Within weeks, northern Lombardy would become the epicenter of the outbreak in Europe and a cautionary tale of what happens when even wealthy countries find themselves unprepared for a pandemic. Lombardy still accounts for around a third of the dead in Italy, which has the continent’s worst confirmed virus toll at nearly 72,000 dead.
“Today is a beautiful, symbolic day: All the citizens of Europe together are starting to get their vaccinations, the first ray of light after a long night,” Arcuri told reporters outside the hospital.
But he cautioned: “We all have to continue to be prudent, cautious and responsible. We still have a long road ahead, but finally we see a bit of light.”
The vaccines, developed by Germany’s BioNTech and American drugmaker Pfizer, started arriving in super-cold containers at EU hospitals on Friday from a factory in Belgium. Each country was only getting a fraction of the doses needed — fewer than 10,000 in the first batches — with the bigger rollout expected in January when more vaccines become available.
The Czech Republic was spared the worst of the pandemic in the spring only to see its health-care system near collapse in the fall. In Prague, Czech Prime Minister Andrej Babis received his shot at dawn Sunday and asserted: “There’s nothing to worry about.”
Altogether, the EU’s 27 nations have recorded at least 16 million coronavirus infections and more than 336,000 deaths — huge numbers that experts say still understate the true toll of the pandemic due to missed cases and limited testing.
All those getting shots will have to come back in three weeks for a second dose.

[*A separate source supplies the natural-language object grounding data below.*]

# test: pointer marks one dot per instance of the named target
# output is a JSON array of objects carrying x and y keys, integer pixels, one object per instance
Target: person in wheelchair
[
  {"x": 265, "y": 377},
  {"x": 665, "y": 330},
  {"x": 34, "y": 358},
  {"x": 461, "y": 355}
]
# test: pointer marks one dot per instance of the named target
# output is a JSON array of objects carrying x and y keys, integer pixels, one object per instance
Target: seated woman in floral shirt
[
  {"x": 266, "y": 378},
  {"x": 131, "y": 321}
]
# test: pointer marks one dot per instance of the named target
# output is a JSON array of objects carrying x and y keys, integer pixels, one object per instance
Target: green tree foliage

European Commission President Ursula von der Leyen released a video Saturday celebrating the vaccine rollout, calling it “a touching moment of unity.” The vaccination campaign should ease frustrations that were building up, especially in Germany, as Britain, Canada and the United States kicked off their inoculation programs with the same vaccine weeks earlier.

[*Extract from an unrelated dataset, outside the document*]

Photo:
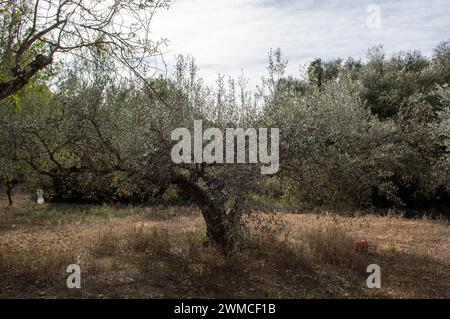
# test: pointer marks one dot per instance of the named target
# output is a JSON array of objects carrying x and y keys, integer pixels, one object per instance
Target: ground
[{"x": 157, "y": 252}]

As it turned out, some EU immunizations began a day early in Germany, Hungary and Slovakia. The operator of a German nursing home where dozens of people were vaccinated Saturday, including a 101-year-old woman, said “every day that we wait is one day too many.”
Each EU country decided on its own who will get the first shots, with most vowing to put health-care workers and nursing-home residents first.

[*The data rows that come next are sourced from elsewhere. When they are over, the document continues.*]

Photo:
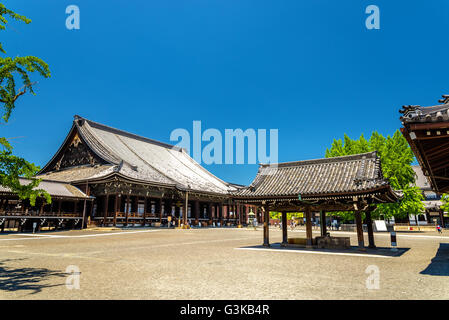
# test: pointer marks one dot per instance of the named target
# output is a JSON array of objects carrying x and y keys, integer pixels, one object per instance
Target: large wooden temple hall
[
  {"x": 115, "y": 178},
  {"x": 139, "y": 181}
]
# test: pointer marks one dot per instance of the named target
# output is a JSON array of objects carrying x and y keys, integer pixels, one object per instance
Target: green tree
[
  {"x": 445, "y": 201},
  {"x": 396, "y": 158},
  {"x": 15, "y": 72}
]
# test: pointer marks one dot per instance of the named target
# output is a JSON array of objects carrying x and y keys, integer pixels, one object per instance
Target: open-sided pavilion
[{"x": 349, "y": 183}]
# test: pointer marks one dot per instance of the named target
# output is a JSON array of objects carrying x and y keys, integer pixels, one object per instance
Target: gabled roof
[
  {"x": 418, "y": 114},
  {"x": 137, "y": 158},
  {"x": 340, "y": 177},
  {"x": 54, "y": 188}
]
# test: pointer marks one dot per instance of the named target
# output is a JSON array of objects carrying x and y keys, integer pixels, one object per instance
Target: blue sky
[{"x": 310, "y": 69}]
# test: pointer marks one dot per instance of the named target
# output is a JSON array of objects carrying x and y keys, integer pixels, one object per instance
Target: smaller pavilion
[{"x": 349, "y": 183}]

EU leaders are counting on the vaccine rollout to help the bloc project a sense of unity in a complex lifesaving mission after it faced a year of difficulties in negotiating a post-Brexit trade deal with Britain.
Austrian Chancellor Sebastian Kurz called the vaccines — which were developed in record time — a “game-changer.”
“We know that today is not the end of the pandemic, but it is the beginning of the victory,” he said.
Among the politicians who got shots Sunday to promote a wider acceptance of vaccinations was Bulgarian Health Minister Kostadin Angelov.
“I can’t wait to see my 70-year-old father without fear that I could infect him,” Angelov said.
Meanwhile, a new virus variant that has been spreading rapidly around London and southern England has now been detected France, Spain, Canada and Japan. The new variant, which British authorities said is much more easily transmitted, has caused many countries to put new restrictions on those coming from Britain.
Japan announced it would temporarily ban all non-resident foreigners from entering through Jan. 31 as a precaution against the U.K.’s new variant.
Germany’s BioNTech has said it’s confident that its vaccine works against the new U.K. variant, but added that further studies are needed to be completely certain.
The European Medicines Agency on Jan. 6 will consider approving another coronavirus vaccine made by Moderna, which is already being used in the United States.
Andreas Raouna, 84, said he was honored to be among the first to get the shot in Cyprus and criticized vaccine skeptics of being “in league with a murderer.”
While there may be some side-effects, he said, “if the coronavirus hits you, it’ll be the end of you.”